Davanti alla dottoressa Anna Di Martino in questi mesi è stata ricostruita la vicenda giudiziaria nata da una segnalazione della Consob del settembre 1999. In quella nota i funzionari della vigilanza puntavano il dito su massicci acquisti del titolo Cmi avvenuti in febbraio, una manciata di settimane prima che il gruppo Falck annunciasse il riassetto della società all’interno del gruppo e, successivamente, l’intenzione di accettare l’offerta di acquisto del pacchetto di controllo del Iil spa (società che doveva essere costituita per scissione da Cmi) pervenuta da "G.P. Finanziaria" di Gnutti. Queste operazioni avevano fatto apprezzare il titolo di parecchi punti percentuale.

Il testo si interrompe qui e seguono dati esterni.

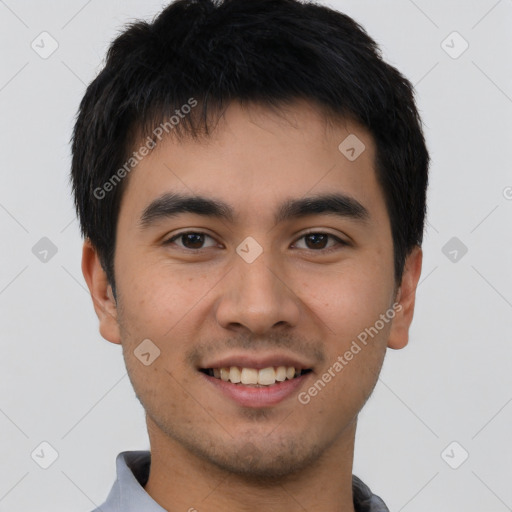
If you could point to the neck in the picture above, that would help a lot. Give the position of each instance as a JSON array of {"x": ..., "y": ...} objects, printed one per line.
[{"x": 179, "y": 480}]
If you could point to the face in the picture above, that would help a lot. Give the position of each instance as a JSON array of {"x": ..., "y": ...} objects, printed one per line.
[{"x": 245, "y": 287}]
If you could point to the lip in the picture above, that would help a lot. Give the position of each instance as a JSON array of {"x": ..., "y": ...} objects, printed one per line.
[
  {"x": 257, "y": 361},
  {"x": 255, "y": 397}
]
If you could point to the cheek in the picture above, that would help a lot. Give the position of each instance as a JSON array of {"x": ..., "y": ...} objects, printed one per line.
[{"x": 347, "y": 301}]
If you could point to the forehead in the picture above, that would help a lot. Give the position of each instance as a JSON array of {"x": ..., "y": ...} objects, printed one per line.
[{"x": 255, "y": 157}]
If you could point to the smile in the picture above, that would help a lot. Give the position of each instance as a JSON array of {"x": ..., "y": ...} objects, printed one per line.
[{"x": 255, "y": 377}]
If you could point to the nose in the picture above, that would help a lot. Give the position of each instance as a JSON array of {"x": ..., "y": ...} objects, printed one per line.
[{"x": 258, "y": 296}]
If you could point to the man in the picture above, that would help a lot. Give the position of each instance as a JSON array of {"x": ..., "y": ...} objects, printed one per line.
[{"x": 250, "y": 179}]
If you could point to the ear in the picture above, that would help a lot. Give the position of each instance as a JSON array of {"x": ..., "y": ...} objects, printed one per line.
[
  {"x": 101, "y": 293},
  {"x": 406, "y": 295}
]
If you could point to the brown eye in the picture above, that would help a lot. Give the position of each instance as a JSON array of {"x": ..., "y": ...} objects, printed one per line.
[
  {"x": 192, "y": 240},
  {"x": 319, "y": 241}
]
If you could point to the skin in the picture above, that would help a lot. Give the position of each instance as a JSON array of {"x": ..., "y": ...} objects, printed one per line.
[{"x": 208, "y": 452}]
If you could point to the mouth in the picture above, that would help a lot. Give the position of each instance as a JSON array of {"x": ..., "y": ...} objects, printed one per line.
[{"x": 255, "y": 377}]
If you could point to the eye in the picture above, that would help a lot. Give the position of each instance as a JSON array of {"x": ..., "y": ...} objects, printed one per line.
[
  {"x": 193, "y": 240},
  {"x": 318, "y": 241}
]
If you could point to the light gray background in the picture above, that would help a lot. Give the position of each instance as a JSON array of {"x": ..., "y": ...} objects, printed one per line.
[{"x": 63, "y": 384}]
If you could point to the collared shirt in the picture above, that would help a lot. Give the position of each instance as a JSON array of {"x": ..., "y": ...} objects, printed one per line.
[{"x": 128, "y": 494}]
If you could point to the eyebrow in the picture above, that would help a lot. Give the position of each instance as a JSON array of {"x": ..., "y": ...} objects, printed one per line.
[{"x": 171, "y": 205}]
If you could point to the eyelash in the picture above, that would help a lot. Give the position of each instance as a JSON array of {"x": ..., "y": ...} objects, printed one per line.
[{"x": 339, "y": 241}]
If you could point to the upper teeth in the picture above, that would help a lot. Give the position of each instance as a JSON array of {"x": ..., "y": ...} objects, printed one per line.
[{"x": 263, "y": 377}]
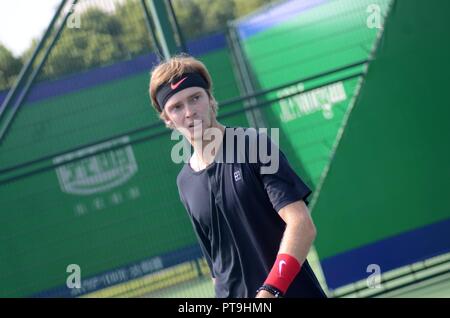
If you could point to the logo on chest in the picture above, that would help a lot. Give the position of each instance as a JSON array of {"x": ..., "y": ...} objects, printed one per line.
[{"x": 237, "y": 175}]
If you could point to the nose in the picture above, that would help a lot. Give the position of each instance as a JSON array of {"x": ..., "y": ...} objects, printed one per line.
[{"x": 190, "y": 110}]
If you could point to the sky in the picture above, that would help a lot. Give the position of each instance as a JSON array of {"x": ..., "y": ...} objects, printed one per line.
[{"x": 23, "y": 20}]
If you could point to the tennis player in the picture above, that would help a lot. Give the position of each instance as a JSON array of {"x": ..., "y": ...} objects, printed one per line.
[{"x": 249, "y": 213}]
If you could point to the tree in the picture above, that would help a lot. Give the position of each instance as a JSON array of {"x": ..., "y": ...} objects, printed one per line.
[
  {"x": 9, "y": 67},
  {"x": 244, "y": 7}
]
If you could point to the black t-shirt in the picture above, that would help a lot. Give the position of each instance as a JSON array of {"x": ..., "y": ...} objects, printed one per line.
[{"x": 234, "y": 211}]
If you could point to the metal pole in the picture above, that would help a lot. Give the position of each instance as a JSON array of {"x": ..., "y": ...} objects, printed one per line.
[
  {"x": 151, "y": 30},
  {"x": 25, "y": 70},
  {"x": 254, "y": 116},
  {"x": 162, "y": 23},
  {"x": 177, "y": 27},
  {"x": 30, "y": 79}
]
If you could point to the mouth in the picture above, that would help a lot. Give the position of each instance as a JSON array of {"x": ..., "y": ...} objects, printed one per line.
[{"x": 192, "y": 125}]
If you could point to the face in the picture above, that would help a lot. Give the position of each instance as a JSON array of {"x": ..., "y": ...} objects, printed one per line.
[{"x": 189, "y": 111}]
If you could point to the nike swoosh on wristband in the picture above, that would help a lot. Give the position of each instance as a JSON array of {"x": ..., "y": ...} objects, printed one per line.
[
  {"x": 280, "y": 267},
  {"x": 174, "y": 86}
]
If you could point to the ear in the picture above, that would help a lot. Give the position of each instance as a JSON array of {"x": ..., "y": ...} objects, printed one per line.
[{"x": 166, "y": 119}]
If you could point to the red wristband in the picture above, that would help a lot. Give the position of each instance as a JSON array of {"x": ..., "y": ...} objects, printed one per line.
[{"x": 283, "y": 272}]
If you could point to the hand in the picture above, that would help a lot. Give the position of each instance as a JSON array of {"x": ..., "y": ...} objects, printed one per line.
[{"x": 264, "y": 294}]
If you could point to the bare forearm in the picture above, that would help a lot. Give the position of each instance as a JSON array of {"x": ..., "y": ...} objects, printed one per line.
[
  {"x": 300, "y": 231},
  {"x": 297, "y": 239}
]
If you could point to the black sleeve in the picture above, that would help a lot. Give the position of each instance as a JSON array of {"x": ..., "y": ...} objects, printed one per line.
[
  {"x": 283, "y": 186},
  {"x": 204, "y": 243}
]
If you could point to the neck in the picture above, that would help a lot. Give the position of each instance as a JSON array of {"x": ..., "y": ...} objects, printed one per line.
[{"x": 205, "y": 149}]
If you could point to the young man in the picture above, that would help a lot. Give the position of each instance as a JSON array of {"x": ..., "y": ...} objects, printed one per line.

Da ulteriori accertamenti si scoprì che ad aggiudicarsi i "movimenti" sospetti erano stati i fratelli Lonati, imprenditori vicini, peraltro, ad Emilio Gnutti. Secondo l’accusa Gnutti avrebbe informato Lonati del piano di riassetto della Cmi all’interno del gruppo Falck e dell’intenzione di dar vita a Iil (che, secondo alcuni osservatori di Borsa, avrebbe potuto essere utilizzata da Gnutti per la scalata a Telecom). A confermare che Gnutti fosse al corrente del riassetto, prima che questo fosse reso pubblico, in aula si è presentato anche Alberto Falck. Una circostanza ritenuta dall’accusa determinante per stabilire un unico filo conduttore tra le intenzioni del gruppo Falck e l’acquisto dei titoli da parte dei Lonati.
Nel corso dell’arringa i legali degli imputati (Giuseppe Frigo e Francesco Mucciarelli per Gnutti, Luigi Frattini per i Lonati) hanno sostenuto che non vi fossero invece prove dell’esistenza del reato. «Abbiamo anche cercato di dimostrare - ha ribadito il professor Frigo - che quelle notizie riservate, in realtà, erano il segreto di pulcinella: se ne parlava da mesi». Una tesi che non ha trovato d’accordo il giudice, un orientamento difensivo che ora verrà ribadito davanti alla Corte d’appello.
Mentre accusa e difesa non hanno voluto commentare la sentenza di condanna (una delle poche in Italia su casi di Insider trading), positiva l’analisi dell’avvocato Emanuela Di Lazzaro, rappresentante di interessi collettivi per conto della Consob: «Qui si afferma un principio istituzionale: va tutelata l’integrità e la trasparenza del mercato. Un mercato basato sulla parità delle informazioni e non viziato da notizie in possesso di pochi eletti. Come Consob abbiamo utilizzato tutti i poteri in nostro possesso per far valere questo principio e il giudice ci ha dato ragione».